Within their original cultural context, from the tradition of the Makonde, an ethnic group in southeast Tanzania and northern Mozambique, female body masks represented young pregnant women. Worn by male masqueraders alongside corresponding female face masks during initiation ceremonies, body masks are representative of gender and sexuality. Decontextualized by Levine, the present work cast in bronze, assumes luxurious and opulent connotations. Raising issues surrounding the relationship between the ritualistic and exhibitionist quality of masks and the cultural significance of replication, Levine interrogates the weight of assumed cultural associations.

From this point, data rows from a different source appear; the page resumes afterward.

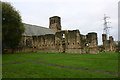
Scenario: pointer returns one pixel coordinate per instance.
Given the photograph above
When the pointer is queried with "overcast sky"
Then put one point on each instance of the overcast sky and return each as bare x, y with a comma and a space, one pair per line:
85, 15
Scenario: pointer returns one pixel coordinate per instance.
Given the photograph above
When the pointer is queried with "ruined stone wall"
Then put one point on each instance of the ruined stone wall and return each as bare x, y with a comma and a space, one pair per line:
70, 41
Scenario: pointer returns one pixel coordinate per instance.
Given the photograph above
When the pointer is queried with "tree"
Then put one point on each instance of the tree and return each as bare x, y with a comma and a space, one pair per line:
12, 26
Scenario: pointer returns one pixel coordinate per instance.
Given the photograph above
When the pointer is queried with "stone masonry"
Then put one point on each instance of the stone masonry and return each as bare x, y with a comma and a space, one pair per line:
65, 41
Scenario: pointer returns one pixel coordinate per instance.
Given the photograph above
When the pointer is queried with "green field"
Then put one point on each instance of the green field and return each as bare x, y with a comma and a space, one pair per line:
60, 65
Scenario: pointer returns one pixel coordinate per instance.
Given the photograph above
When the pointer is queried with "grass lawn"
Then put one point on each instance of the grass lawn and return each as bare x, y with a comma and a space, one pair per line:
48, 65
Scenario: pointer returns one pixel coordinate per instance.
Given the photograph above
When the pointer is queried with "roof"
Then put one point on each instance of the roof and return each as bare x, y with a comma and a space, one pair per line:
33, 30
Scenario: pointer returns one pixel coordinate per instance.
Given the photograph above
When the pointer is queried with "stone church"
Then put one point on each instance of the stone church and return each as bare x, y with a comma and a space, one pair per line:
55, 40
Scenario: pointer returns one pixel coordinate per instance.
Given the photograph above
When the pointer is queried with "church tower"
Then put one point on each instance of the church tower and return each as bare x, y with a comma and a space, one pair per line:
55, 23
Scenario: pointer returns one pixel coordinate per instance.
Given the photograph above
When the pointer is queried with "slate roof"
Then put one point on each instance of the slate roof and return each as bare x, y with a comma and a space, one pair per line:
33, 30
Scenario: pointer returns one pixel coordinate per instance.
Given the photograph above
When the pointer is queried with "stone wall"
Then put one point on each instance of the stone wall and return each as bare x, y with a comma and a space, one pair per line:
67, 41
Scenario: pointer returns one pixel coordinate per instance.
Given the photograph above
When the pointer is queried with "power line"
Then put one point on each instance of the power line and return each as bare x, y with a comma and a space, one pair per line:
106, 28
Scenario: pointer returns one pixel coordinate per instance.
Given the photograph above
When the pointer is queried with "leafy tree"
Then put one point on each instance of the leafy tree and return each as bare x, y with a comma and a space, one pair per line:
12, 26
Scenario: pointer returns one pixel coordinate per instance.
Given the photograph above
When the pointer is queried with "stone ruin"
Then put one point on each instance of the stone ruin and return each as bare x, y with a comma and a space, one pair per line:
64, 41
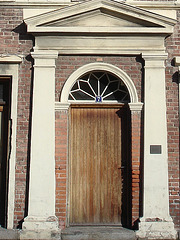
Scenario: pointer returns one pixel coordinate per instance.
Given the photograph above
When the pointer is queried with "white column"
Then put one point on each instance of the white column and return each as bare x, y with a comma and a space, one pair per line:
156, 222
41, 208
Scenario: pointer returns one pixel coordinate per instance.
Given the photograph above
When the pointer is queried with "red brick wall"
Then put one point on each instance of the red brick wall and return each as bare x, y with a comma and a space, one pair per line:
13, 43
173, 49
10, 44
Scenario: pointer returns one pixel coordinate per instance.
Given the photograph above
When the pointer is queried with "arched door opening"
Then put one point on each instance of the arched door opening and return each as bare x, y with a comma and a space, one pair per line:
100, 147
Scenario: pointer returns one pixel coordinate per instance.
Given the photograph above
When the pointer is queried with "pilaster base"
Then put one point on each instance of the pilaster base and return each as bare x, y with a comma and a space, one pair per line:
40, 228
155, 228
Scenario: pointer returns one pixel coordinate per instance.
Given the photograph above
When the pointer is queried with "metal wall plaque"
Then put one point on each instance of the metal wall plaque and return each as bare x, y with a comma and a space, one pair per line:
155, 149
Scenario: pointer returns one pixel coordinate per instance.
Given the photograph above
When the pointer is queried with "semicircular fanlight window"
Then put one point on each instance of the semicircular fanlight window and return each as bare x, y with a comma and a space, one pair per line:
98, 86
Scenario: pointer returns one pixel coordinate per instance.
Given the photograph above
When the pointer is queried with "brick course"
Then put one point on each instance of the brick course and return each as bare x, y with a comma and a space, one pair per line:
10, 44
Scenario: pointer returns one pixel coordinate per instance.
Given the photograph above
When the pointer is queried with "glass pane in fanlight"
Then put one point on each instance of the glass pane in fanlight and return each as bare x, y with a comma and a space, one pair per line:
81, 96
86, 88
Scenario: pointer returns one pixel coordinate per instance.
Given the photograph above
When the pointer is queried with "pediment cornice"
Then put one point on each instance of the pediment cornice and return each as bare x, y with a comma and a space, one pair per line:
100, 17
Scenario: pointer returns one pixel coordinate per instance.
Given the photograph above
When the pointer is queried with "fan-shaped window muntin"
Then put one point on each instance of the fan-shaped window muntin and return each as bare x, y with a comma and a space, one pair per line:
99, 86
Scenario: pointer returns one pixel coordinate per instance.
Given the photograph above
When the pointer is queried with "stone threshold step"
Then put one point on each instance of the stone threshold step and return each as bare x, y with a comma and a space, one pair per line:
97, 233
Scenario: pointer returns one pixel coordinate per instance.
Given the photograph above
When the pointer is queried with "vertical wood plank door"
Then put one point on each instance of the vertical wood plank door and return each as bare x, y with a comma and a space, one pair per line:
95, 166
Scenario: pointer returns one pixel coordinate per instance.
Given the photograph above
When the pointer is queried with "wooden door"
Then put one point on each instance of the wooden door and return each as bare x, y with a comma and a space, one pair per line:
95, 165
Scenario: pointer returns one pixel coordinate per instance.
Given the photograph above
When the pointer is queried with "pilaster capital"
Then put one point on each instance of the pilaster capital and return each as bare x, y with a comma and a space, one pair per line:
154, 60
44, 54
136, 107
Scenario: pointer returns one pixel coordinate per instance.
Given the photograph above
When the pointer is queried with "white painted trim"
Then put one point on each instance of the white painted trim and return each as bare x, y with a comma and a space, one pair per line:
9, 67
61, 106
136, 107
99, 66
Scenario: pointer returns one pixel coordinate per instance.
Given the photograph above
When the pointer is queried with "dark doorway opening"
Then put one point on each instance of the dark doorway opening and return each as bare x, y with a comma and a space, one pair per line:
5, 90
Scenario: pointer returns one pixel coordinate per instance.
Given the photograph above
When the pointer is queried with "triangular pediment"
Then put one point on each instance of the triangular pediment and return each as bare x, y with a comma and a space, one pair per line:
100, 16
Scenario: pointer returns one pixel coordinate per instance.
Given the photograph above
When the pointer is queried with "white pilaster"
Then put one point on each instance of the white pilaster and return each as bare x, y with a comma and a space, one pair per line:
156, 222
41, 208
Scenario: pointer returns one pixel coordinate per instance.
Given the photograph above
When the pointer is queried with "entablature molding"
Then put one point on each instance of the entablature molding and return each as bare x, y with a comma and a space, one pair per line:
107, 17
154, 60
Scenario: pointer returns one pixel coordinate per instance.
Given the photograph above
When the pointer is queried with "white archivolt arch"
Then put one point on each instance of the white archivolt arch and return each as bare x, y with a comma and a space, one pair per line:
103, 67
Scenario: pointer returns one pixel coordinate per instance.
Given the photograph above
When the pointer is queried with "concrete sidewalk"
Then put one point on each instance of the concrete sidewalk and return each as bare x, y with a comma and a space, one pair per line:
9, 233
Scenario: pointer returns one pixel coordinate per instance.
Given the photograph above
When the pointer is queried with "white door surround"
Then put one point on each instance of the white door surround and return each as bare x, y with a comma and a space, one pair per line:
139, 32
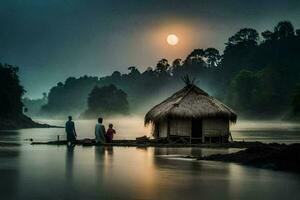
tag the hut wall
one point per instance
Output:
(215, 127)
(180, 127)
(163, 129)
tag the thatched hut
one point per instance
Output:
(192, 114)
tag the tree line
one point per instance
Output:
(257, 75)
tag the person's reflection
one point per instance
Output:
(69, 160)
(109, 150)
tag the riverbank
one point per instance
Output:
(146, 142)
(269, 156)
(21, 121)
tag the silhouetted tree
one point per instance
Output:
(245, 37)
(106, 100)
(162, 65)
(10, 91)
(212, 56)
(284, 29)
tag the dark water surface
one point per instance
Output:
(60, 172)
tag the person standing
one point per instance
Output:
(70, 131)
(110, 133)
(100, 131)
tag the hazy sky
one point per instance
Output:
(51, 40)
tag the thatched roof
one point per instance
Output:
(190, 102)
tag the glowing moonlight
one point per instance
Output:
(172, 39)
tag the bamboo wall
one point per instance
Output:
(215, 127)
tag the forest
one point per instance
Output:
(258, 75)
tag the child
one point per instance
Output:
(110, 133)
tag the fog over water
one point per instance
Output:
(61, 172)
(130, 127)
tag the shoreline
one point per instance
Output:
(21, 122)
(272, 156)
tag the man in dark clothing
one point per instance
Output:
(70, 130)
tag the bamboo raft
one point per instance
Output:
(146, 142)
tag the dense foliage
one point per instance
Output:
(10, 91)
(106, 101)
(256, 76)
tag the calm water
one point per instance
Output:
(59, 172)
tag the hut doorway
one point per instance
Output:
(197, 128)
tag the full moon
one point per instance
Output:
(172, 39)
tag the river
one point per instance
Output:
(60, 172)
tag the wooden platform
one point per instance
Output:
(151, 143)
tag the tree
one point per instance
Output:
(11, 91)
(195, 57)
(296, 100)
(245, 37)
(106, 100)
(297, 32)
(212, 56)
(162, 66)
(268, 35)
(134, 72)
(284, 29)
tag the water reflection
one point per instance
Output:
(69, 161)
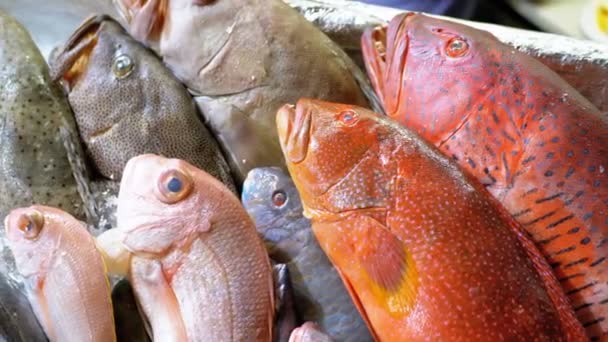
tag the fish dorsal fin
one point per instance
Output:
(388, 265)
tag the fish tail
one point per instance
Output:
(571, 326)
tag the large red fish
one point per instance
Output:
(424, 250)
(538, 145)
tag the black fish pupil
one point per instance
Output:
(279, 198)
(174, 185)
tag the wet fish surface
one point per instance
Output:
(271, 199)
(198, 269)
(537, 144)
(424, 250)
(52, 249)
(242, 60)
(34, 163)
(127, 103)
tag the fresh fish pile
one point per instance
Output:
(536, 144)
(473, 210)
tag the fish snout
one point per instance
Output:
(294, 124)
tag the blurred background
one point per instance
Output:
(585, 19)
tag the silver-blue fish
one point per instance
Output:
(271, 199)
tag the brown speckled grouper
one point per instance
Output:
(34, 163)
(127, 103)
(243, 59)
(534, 141)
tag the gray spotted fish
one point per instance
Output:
(271, 199)
(127, 103)
(34, 162)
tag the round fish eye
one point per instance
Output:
(30, 224)
(122, 66)
(279, 198)
(457, 47)
(173, 186)
(348, 118)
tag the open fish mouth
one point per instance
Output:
(294, 124)
(73, 60)
(385, 50)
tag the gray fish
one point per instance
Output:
(18, 323)
(242, 60)
(271, 199)
(127, 103)
(35, 118)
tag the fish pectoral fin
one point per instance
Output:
(157, 300)
(357, 303)
(285, 311)
(388, 265)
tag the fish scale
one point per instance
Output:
(534, 141)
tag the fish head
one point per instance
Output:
(273, 202)
(164, 203)
(34, 234)
(328, 148)
(428, 71)
(112, 82)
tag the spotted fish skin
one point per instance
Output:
(272, 200)
(127, 103)
(242, 60)
(539, 147)
(34, 163)
(425, 251)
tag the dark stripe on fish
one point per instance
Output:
(538, 219)
(597, 262)
(550, 239)
(564, 251)
(596, 321)
(552, 197)
(583, 306)
(560, 221)
(579, 289)
(520, 213)
(572, 276)
(579, 261)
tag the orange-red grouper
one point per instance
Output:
(535, 142)
(424, 249)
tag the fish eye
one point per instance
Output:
(30, 224)
(457, 47)
(348, 118)
(279, 198)
(122, 66)
(173, 186)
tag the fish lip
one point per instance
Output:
(284, 122)
(294, 126)
(81, 42)
(123, 10)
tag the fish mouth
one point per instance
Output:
(146, 18)
(73, 60)
(385, 50)
(294, 126)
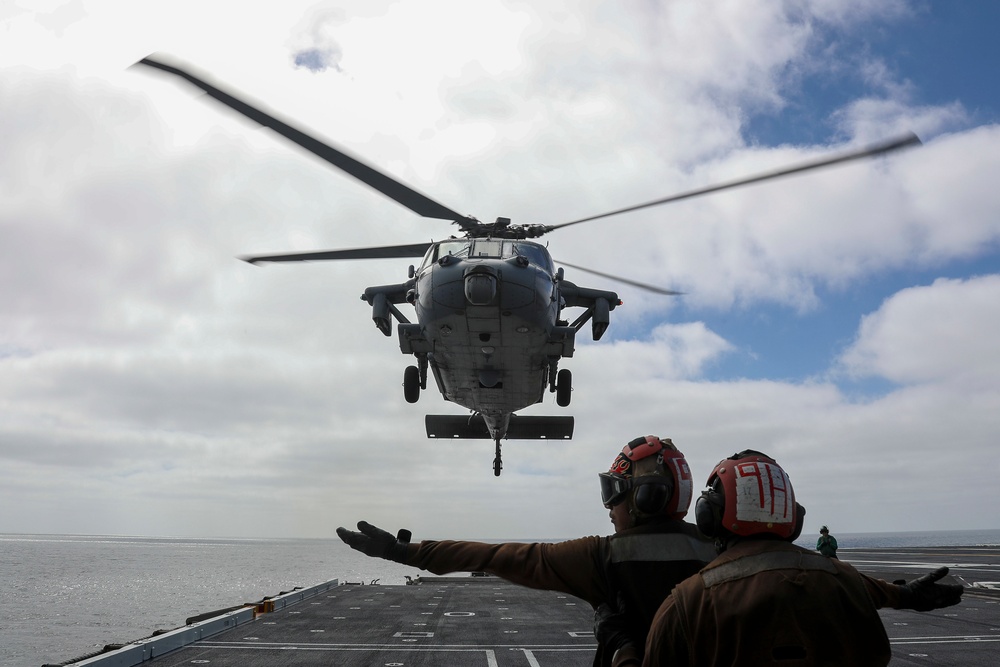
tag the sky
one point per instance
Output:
(843, 321)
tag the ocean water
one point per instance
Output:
(68, 595)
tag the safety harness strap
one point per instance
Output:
(772, 560)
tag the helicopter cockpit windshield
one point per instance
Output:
(489, 248)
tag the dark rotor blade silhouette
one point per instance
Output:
(388, 186)
(634, 283)
(384, 252)
(903, 141)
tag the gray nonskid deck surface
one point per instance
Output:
(476, 622)
(486, 621)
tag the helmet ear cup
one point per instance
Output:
(708, 513)
(651, 498)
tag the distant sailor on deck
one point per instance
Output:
(827, 543)
(647, 491)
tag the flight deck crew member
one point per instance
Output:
(647, 491)
(827, 543)
(765, 601)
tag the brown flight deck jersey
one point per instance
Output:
(643, 563)
(765, 602)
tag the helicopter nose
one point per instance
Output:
(480, 289)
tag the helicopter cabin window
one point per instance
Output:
(536, 254)
(445, 248)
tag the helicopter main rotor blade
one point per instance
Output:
(384, 252)
(903, 141)
(388, 186)
(633, 283)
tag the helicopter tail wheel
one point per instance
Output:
(497, 463)
(411, 384)
(564, 387)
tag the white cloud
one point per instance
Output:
(939, 333)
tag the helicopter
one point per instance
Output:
(489, 304)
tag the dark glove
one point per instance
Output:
(611, 628)
(373, 541)
(925, 593)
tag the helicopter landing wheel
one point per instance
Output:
(497, 463)
(564, 387)
(411, 384)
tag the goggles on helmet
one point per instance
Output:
(616, 487)
(617, 482)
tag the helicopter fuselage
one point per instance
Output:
(488, 324)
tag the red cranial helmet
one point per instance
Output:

Heightening the dichotomy between the original and the cast, Levine strips the object of its ceremonial significance and presents it as an object of desire. With her polished and amplified rendition of the wooden original, Levine’s Body Mask re-writes the cultural memory ascribed to the object and interrogates our pre-conceived notions of perception and association. The juxtaposition of the materiality of the art object, against the ritualistic and organic wooden original, exacerbates the extravagance of Levine’s Body Mask and highlights the fetishistic culture of our consumer driven contemporary society. Contrasting the appropriated object with the finished artistic product ‘… Levine suggests that history is not linear but rather exists in, and by way of, relationships. The ways in which we see and understand things, regardless of their origin, depends not only on their surrounding context but also on our own individual contexts’ (Johanna Burton and Elisabeth Sussman, ‘Introduction’, in: exh. cat., New York, Whitney Museum of American Art, Sherrie Levine: MAYHEM, 2012, p. 14).
Revisiting one of the most prominent subjects of her oeuvre, the work of Walker Evans, Levine’s recent 2014 series, African Masks After Walker Evans, displays a thematic affinity to the present work. The series, appropriating a vast collection of over 400 photographs of African art taken in 1935 by Evans, explores the influence of African masks in her distinguished work. In the present work Levine returns to the curatorial tenet of so-called ‘Primitive’ art and in turn questions the relationship of the Makonde tribe to the female figure and their ritualistic appropriation thereof.
Displaying the rounded silhouette of a pregnant female form, Body Mask is awash with connotations of fertility and femaleness, presenting the viewer with The Origin of the World. Often appropriating works by prominent male artists from the twentieth century, Levine highlights the comparative absence of women in the doctrine of art history. By presenting the onlooker with a polished bronze rendering of the female form, Levine uses the body as a device to challenge gender tropes in the same way that Kruger’s infamous The Body is a Battleground confronts the objectification of women. In the present, overtly feminine, work the artist deconstructs the Makonde ritual of men assuming the female figure. Questioning the tribal arrogation of the female physique, Levine strips the object of its cultural weight.
Through the vision of a commodity and object based society, Levine transforms the culturally weighted symbol into an exceptionally finished derivative artistic entity. Remodeling a fetishistic and ritualistic object into a different form of the same, this time for reasons of luxury and wealth as opposed to gender and fertility, the artist astutely repositions the object in the eye of the beholder. Body Mask is neither an exhausted muse, nor a contemporary quotation of Venus of Willendorf; it refuses a reductive reading for a more provocative narrative that uses fertility to elevate the female creative power.